Agriculture employment – an area where the CSO has warned we should tread carefully – has risen by 25,000, or 29.4 percent.  Self-employment (without paid employees) rose by 28,400 or 14.4 percent.   This makes up a substantial amount of the employment rise.  Does this skewer the overall results?  Some say no – the overall figure of a 58,000 increase stands, it’s just a problem in the distribution of gains in different economic sectors (e.g. agriculture, industry, retail, etc.).  

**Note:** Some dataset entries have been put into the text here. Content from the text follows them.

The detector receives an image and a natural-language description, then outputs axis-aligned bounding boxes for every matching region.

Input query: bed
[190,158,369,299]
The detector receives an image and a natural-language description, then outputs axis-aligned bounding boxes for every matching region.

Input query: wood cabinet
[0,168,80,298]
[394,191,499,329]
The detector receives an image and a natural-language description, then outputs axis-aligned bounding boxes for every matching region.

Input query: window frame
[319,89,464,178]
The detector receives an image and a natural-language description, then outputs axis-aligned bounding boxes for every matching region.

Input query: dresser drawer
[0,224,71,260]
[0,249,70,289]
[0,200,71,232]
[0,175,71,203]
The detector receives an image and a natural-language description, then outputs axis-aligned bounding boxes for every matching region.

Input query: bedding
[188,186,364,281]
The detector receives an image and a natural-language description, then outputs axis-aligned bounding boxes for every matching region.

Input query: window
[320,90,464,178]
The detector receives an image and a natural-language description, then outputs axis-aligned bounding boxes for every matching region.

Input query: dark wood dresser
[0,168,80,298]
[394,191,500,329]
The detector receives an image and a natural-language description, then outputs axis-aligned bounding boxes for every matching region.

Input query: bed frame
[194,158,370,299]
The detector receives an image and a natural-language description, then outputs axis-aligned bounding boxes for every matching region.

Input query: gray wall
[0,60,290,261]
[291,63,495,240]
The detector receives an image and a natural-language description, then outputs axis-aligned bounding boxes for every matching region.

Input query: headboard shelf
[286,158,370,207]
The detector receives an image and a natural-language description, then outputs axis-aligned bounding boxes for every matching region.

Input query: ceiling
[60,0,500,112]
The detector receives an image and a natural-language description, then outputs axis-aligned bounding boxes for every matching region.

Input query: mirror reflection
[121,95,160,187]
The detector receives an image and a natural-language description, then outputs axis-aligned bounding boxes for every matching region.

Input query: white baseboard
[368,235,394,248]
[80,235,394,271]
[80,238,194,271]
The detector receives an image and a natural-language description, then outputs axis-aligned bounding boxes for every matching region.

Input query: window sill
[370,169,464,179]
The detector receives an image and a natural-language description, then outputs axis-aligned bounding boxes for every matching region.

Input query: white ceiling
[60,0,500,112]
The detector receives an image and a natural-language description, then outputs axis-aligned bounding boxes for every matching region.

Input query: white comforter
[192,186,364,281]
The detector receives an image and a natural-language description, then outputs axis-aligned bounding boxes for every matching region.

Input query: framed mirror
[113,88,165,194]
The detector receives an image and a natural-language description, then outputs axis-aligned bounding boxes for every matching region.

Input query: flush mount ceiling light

This may be so.  However, the CSO Quarterly National Household Survey registers an increase in the number of employees at 27,200, or 1.8 percent.  The CSO’s Earning and Labour Costs, also released yesterday, showed a similar number of non-agriculture employees rising by 21,900 or 1.4 percent (the Earnings and Labour Costs only measures firms with three employees or more which may account for the small difference).  So the CSO’s warnings seem valid – agriculture and self-employment numbers are artificially inflating the job numbers.

Nonetheless, the rise in employees is the biggest since the crisis started.  What were the biggest growth categories?  The Hospitality sector grew by 15,900 – or 72 percent of the total increase.    This is the lowest paid, lowest value-added sector of the market economy.   Other categories to gain were manufacturing and professional & scientific – which provides some balance.  Only 3 out of the remaining categories (12) saw employment increases.  So the employment rise is not spread out.

Big question:  is this increase the bounce after years of recession?  How much higher will this bounce go?  And when will it settle down?  The Government and the ESRI predict that the rise in employment will be lower in 2014 than this year.  Again, this may be due to the statistical bump the CSO has warned about this year.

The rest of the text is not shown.